Penn 750ss will work on avergage kings along beach. A brute king will can peel off 300yds in about 5 seconds. The 850/950 is same reel with more line capacity.

I use a Penn 750ss on kayak along beach for kings, mahi and BFT. If I am targeting brute kings and sailfish, I use my Fin Nor 80. It has 38lb drag.


----------



## nb&twil

Why do you need 38lbs of drag for kings or sails? If you ever got anywhere near 38lbs, or even half that, you'd pull hooks on almost every fish you hook. Have you ever actually pulled the line on a spring scale to see what drag setting you're actually using for kingfish? If not, I bet you'd be awfully surprised.


----------



## FenderBender

Patriot said:


> Penn 750ss will work on avergage kings along beach. A brute king will can peel off 300yds in about 5 seconds. The 850/950 is same reel with more line capacity.
> 
> I use a Penn 750ss on kayak along beach for kings, mahi and BFT. If I am targeting brute kings and sailfish, I use my Fin Nor 80. It has 38lb drag.

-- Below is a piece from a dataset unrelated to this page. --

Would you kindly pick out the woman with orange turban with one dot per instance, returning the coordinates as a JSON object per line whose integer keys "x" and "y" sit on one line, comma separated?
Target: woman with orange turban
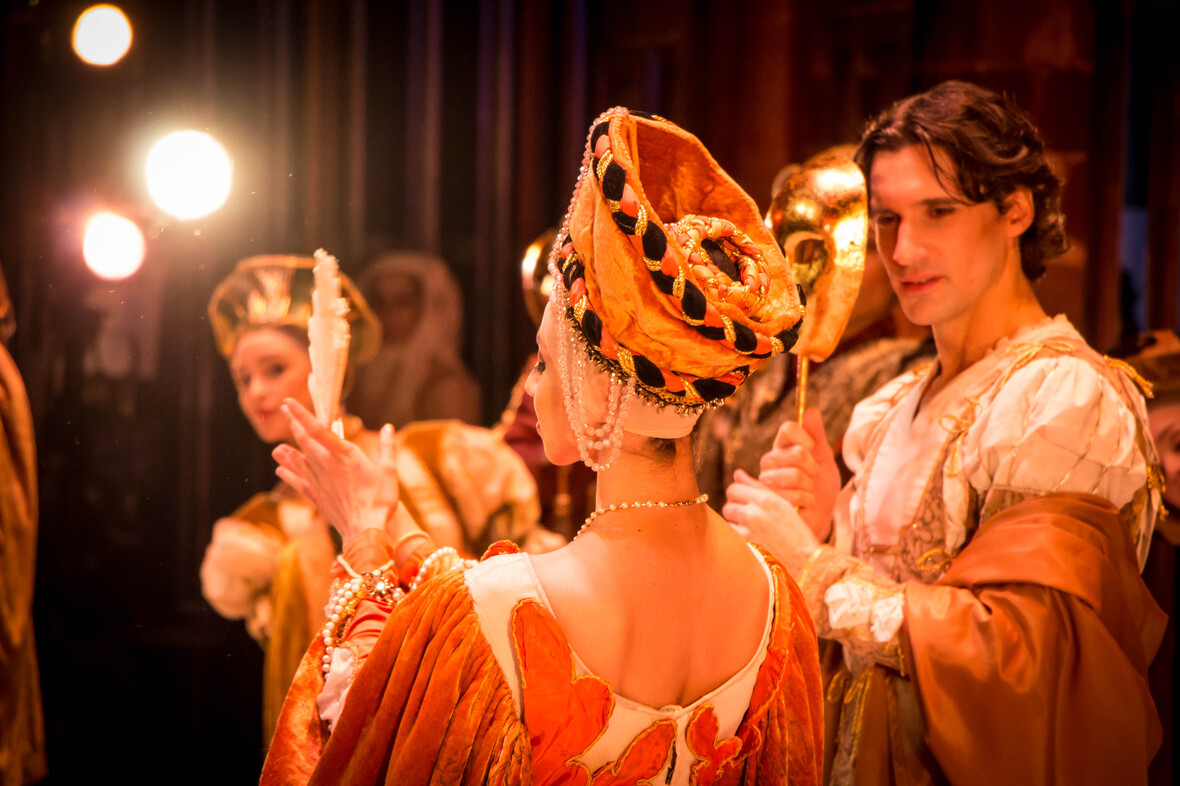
{"x": 657, "y": 646}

A couple of years ago we landed a 128 lb amberjack on a penn 750 ss with 25 lbs mono. You don't need monster drag for kings, but whatever you like!


----------



## Patriot

Didn't say I use all 38lbs drag. Progressive drag increase. I think it is better on the fish to gas them faster so they recover quicker. The reel takes the punishment.....not me.


----------